What Does the Average Campaign Cost?
Unfortunately, pinning down the average cost for a local city council election is difficult since there is so much variation between cities. For small cities, the cost may be very low. For larger cities, it can be significantly more than the life savings of the average American. According to Ballotpedia, competitive races in Seattle could cost as much as $300,000. The average for all large cities is likely closer to $200,000, a number that is still likely to induce sticker shock in many.
How Much Will YOUR Campaign Cost?
Of course, an average by itself is not particularly helpful given how varied local politics can be. It may not be surprising that a large city such as Seattle demands that its candidates spend a huge chunk of change on campaigns, but what about much smaller cities? In reality, the cost is not necessarily directly correlated with the number of voters that you need to reach. If elections in your district are not heavily contested, then your cost per voter is potentially very low. On the other hand, hotly contested districts may require a hefty spend per vote needed.
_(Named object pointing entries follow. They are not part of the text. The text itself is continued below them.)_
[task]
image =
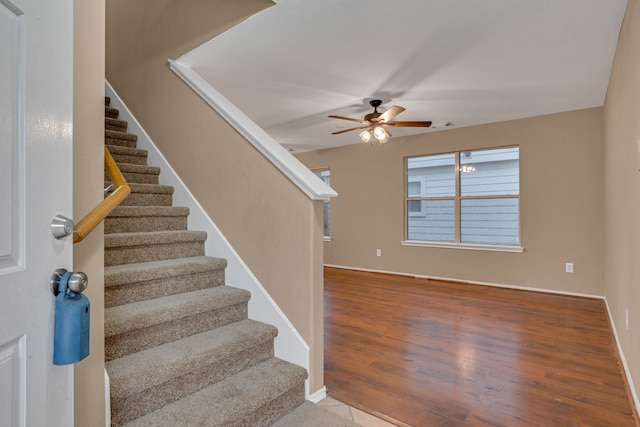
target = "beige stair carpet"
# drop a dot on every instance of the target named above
(179, 346)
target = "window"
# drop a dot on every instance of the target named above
(466, 199)
(325, 175)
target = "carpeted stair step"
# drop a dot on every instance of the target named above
(121, 139)
(115, 124)
(148, 195)
(132, 219)
(142, 281)
(137, 174)
(145, 381)
(111, 112)
(255, 397)
(128, 155)
(129, 248)
(141, 325)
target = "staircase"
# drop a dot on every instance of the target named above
(179, 347)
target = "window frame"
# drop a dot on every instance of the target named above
(458, 198)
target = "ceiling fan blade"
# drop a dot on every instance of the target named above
(391, 112)
(347, 118)
(424, 124)
(349, 130)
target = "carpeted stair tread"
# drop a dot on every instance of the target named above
(116, 134)
(130, 155)
(143, 314)
(132, 168)
(128, 151)
(253, 397)
(117, 240)
(149, 188)
(131, 219)
(142, 211)
(141, 325)
(129, 283)
(120, 138)
(139, 371)
(111, 112)
(115, 124)
(144, 271)
(148, 195)
(311, 415)
(137, 174)
(127, 248)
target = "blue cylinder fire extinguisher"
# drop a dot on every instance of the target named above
(72, 316)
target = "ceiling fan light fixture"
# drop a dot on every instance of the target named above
(365, 135)
(381, 134)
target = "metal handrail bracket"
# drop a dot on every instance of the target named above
(87, 224)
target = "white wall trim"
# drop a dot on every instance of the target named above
(471, 282)
(627, 372)
(107, 399)
(289, 345)
(318, 395)
(467, 246)
(291, 167)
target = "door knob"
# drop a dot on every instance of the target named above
(62, 279)
(61, 226)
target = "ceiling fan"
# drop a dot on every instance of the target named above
(374, 124)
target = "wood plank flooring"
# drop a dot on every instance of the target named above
(433, 353)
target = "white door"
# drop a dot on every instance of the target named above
(36, 76)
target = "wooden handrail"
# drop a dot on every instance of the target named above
(104, 208)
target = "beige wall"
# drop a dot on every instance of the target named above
(88, 180)
(622, 190)
(561, 189)
(270, 223)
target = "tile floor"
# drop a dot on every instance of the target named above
(353, 414)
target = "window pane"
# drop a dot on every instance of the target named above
(414, 189)
(437, 223)
(490, 172)
(437, 172)
(327, 219)
(491, 221)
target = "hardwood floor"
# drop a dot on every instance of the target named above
(433, 353)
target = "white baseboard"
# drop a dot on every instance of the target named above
(107, 399)
(627, 372)
(470, 282)
(316, 396)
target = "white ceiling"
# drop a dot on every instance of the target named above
(466, 62)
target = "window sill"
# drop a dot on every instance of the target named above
(468, 246)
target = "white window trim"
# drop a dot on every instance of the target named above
(468, 246)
As a very basic starting point, you will want to determine the percentage of votes required for a successful campaign and the number of actual votes that this translates into. Be careful that you don't treat this as a simpler exercise than it actually is. There may be more than one seat open in your district, so the actual number of votes that you require is unlikely to be as straightforward as fifty percent plus one. It may be instructive to research past races and, if possible, speak with past candidates who have run in your district.
This number is your starting point for estimating the remainder of your campaign costs. Although it may be slightly counterintuitive if you haven't run for office before, it is important to consider each vote as costing a roughly fixed dollar amount based on outreach and materials needed to reach that voter. In highly competitive races, this can be as high as $30 per voter.
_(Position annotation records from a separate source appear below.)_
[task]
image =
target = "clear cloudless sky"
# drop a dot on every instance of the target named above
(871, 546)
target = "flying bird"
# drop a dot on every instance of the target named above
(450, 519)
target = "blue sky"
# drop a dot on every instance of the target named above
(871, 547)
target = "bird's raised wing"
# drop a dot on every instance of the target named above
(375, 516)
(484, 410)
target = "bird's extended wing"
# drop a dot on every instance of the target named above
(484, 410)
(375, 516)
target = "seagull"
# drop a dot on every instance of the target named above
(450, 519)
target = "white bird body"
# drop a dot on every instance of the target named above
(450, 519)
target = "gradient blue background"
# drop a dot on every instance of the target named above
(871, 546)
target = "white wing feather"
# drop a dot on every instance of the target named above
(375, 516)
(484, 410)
Where Are You Going to Spend Your Money?
Determining how much your campaign will cost per voter largely comes down to understanding where your money will be spent. For local elections, this is usually pretty straightforward. In addition to a well-designed website, bureaucratic fees for filing your campaign, and possible staffing needs, the vast majority of your campaign dollars will be spent on advertising and materials for door-to-door campaigning.
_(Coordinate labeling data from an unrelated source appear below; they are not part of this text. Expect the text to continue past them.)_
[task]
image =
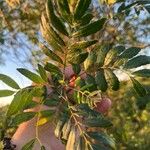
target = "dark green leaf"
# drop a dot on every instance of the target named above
(89, 62)
(5, 93)
(101, 53)
(148, 8)
(138, 87)
(90, 80)
(46, 113)
(86, 19)
(42, 72)
(43, 148)
(76, 68)
(54, 19)
(102, 138)
(97, 122)
(112, 55)
(97, 147)
(80, 143)
(112, 79)
(137, 62)
(130, 52)
(30, 75)
(101, 80)
(66, 130)
(51, 102)
(52, 55)
(50, 34)
(81, 8)
(142, 73)
(58, 129)
(16, 103)
(90, 28)
(79, 58)
(29, 145)
(22, 99)
(64, 8)
(71, 139)
(22, 117)
(82, 44)
(53, 69)
(9, 81)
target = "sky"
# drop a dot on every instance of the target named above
(10, 69)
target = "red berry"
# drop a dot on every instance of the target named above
(104, 105)
(72, 81)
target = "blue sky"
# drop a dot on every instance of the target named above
(10, 70)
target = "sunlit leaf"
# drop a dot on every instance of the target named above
(138, 87)
(9, 81)
(142, 73)
(5, 93)
(29, 145)
(22, 117)
(30, 75)
(90, 28)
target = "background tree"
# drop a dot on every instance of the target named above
(82, 39)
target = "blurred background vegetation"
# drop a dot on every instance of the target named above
(20, 39)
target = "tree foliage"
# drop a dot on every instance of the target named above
(69, 40)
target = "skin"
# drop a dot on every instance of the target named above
(27, 130)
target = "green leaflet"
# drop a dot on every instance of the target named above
(56, 22)
(66, 130)
(64, 6)
(48, 29)
(101, 54)
(86, 19)
(22, 117)
(142, 73)
(112, 79)
(90, 80)
(30, 75)
(29, 145)
(97, 122)
(89, 62)
(42, 72)
(137, 62)
(76, 68)
(17, 102)
(46, 113)
(113, 54)
(58, 129)
(143, 101)
(80, 143)
(82, 44)
(64, 9)
(22, 99)
(101, 80)
(81, 8)
(52, 55)
(102, 138)
(50, 40)
(9, 81)
(53, 69)
(71, 139)
(90, 28)
(130, 52)
(5, 93)
(138, 87)
(51, 102)
(43, 148)
(80, 58)
(97, 147)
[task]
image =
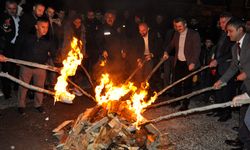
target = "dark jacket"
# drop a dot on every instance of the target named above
(7, 30)
(192, 47)
(223, 53)
(244, 64)
(35, 49)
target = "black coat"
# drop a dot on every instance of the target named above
(223, 53)
(7, 30)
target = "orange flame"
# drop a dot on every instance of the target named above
(70, 65)
(107, 92)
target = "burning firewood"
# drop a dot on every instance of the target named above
(87, 74)
(194, 110)
(111, 132)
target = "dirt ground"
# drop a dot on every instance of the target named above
(34, 130)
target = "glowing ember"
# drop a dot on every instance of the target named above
(106, 92)
(70, 65)
(103, 63)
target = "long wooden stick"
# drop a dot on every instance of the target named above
(182, 79)
(79, 88)
(134, 72)
(26, 85)
(32, 64)
(190, 111)
(154, 70)
(87, 74)
(185, 96)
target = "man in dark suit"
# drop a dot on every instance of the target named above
(187, 45)
(240, 63)
(222, 61)
(109, 43)
(147, 49)
(8, 32)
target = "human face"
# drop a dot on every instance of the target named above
(77, 23)
(42, 28)
(110, 19)
(50, 12)
(11, 8)
(233, 33)
(180, 26)
(143, 29)
(248, 25)
(223, 22)
(39, 10)
(91, 15)
(208, 43)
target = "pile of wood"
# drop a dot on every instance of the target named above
(98, 128)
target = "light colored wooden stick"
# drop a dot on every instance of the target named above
(87, 74)
(26, 85)
(79, 88)
(32, 64)
(187, 96)
(182, 79)
(194, 110)
(155, 68)
(134, 72)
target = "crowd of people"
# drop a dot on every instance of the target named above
(125, 42)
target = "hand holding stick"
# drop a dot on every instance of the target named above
(185, 96)
(194, 110)
(182, 79)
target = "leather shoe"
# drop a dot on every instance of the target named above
(235, 129)
(225, 117)
(183, 108)
(40, 109)
(212, 113)
(235, 143)
(21, 110)
(238, 148)
(175, 104)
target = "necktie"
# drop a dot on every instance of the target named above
(238, 50)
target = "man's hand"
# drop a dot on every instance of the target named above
(218, 84)
(124, 54)
(213, 63)
(139, 63)
(237, 99)
(242, 76)
(148, 57)
(191, 67)
(3, 58)
(165, 56)
(105, 54)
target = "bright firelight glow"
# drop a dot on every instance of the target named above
(106, 92)
(70, 65)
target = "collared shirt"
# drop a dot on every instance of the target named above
(240, 44)
(146, 51)
(16, 21)
(182, 39)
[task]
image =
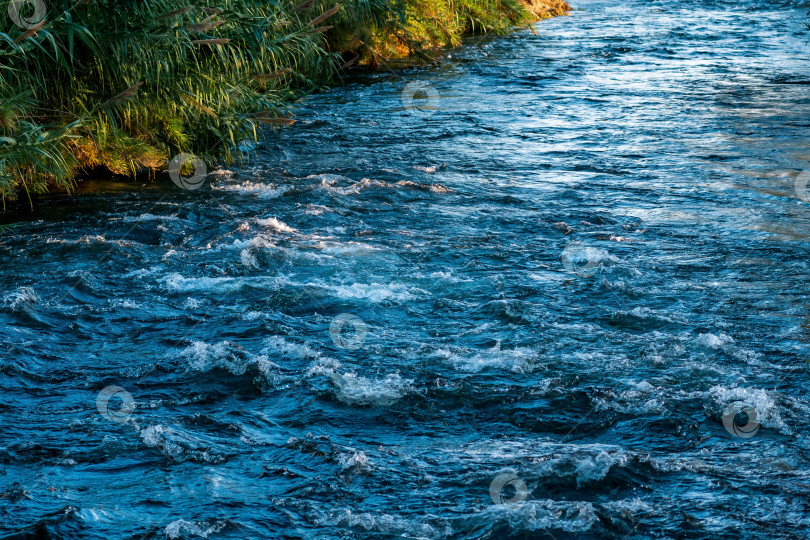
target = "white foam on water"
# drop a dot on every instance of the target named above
(261, 191)
(21, 298)
(713, 341)
(204, 357)
(376, 292)
(385, 525)
(175, 282)
(276, 225)
(149, 217)
(517, 360)
(183, 529)
(768, 412)
(354, 389)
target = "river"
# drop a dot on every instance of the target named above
(556, 287)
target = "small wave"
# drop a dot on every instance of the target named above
(353, 389)
(713, 341)
(516, 360)
(22, 298)
(204, 357)
(768, 412)
(262, 191)
(183, 529)
(276, 225)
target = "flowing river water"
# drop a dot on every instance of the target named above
(556, 287)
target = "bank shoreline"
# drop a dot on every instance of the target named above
(120, 107)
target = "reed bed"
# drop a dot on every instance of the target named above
(121, 86)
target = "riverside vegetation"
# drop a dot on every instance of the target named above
(121, 86)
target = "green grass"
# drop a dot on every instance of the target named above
(124, 85)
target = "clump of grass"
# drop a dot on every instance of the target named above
(126, 84)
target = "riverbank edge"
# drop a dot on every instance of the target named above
(429, 34)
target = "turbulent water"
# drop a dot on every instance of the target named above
(555, 287)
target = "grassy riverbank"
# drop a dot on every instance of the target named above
(118, 86)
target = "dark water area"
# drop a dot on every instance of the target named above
(558, 289)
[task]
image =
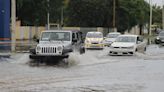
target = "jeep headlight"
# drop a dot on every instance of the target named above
(87, 41)
(157, 38)
(38, 48)
(131, 47)
(59, 48)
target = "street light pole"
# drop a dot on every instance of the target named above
(13, 24)
(150, 3)
(48, 14)
(114, 16)
(163, 16)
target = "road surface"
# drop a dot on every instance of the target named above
(95, 71)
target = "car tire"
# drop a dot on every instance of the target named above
(145, 49)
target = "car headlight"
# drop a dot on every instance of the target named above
(111, 47)
(131, 47)
(38, 48)
(86, 41)
(59, 48)
(101, 41)
(157, 38)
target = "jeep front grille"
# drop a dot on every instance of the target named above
(48, 49)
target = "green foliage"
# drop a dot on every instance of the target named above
(34, 12)
(87, 13)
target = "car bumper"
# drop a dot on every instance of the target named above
(94, 46)
(121, 52)
(41, 57)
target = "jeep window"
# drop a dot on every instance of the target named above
(161, 34)
(56, 36)
(94, 35)
(126, 39)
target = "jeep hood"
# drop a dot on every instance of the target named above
(122, 44)
(54, 43)
(94, 39)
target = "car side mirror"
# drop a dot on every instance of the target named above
(82, 50)
(37, 40)
(138, 42)
(74, 40)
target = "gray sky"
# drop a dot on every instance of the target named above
(158, 2)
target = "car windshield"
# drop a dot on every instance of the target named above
(112, 35)
(94, 35)
(161, 34)
(55, 36)
(126, 39)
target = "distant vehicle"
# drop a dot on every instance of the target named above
(127, 45)
(160, 38)
(110, 38)
(55, 45)
(94, 40)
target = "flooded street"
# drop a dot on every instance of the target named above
(95, 71)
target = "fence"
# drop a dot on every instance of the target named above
(24, 35)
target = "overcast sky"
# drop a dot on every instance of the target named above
(158, 2)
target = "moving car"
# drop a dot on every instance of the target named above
(127, 45)
(160, 38)
(94, 40)
(55, 45)
(110, 38)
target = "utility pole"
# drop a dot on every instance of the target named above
(48, 14)
(114, 16)
(163, 16)
(150, 3)
(62, 17)
(13, 24)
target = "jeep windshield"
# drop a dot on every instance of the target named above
(94, 35)
(126, 39)
(55, 36)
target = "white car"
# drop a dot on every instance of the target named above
(110, 38)
(127, 45)
(94, 40)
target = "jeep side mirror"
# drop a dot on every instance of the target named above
(138, 42)
(74, 40)
(37, 40)
(82, 50)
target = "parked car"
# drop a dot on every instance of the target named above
(55, 45)
(160, 38)
(110, 38)
(127, 45)
(94, 40)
The hard truth is that you can spend as much on these materials as you want, and theoretically, every dollar spent will help you to reach more voters. The key to efficiently managing campaign costs is to avoid overspending. You need to reach exactly as many voters as are necessary to win your election, and each vote beyond that is money that you technically did not need to spend. Consult with past candidates and local party officials to get the best estimates that you can of the average cost to reach voters in your district and be prepared to spend at least that much, plus a healthy margin for safety.
Where Are You Going to GET Your Money?
An arguably even more important question that how your money will be spent is where the money will come from in the first place. The obvious answer is that it will come from donors, but actually getting these donations will be one of the largest challenges that your campaign will face. In addition to contacting friends and family, you will be required to leverage your existing professional and personal network to its limits. Consulting with local party officials is absolutely vital as well and may be one of the best tools that you will have for fundraising.
It is also important to avoid becoming overconfident in your fundraising ability. Avoid personal loans and other potentially risky avenues to quickly raise funding. Some candidates believe that they must take financial risks in order to get a head start on their campaign, but it is generally better to fail at fundraising and try again in a future election than it is to personally bankrupt yourself in a failed bid. The lessons you take away from even an unsuccessful fundraising effort will be invaluable for your future career in politics.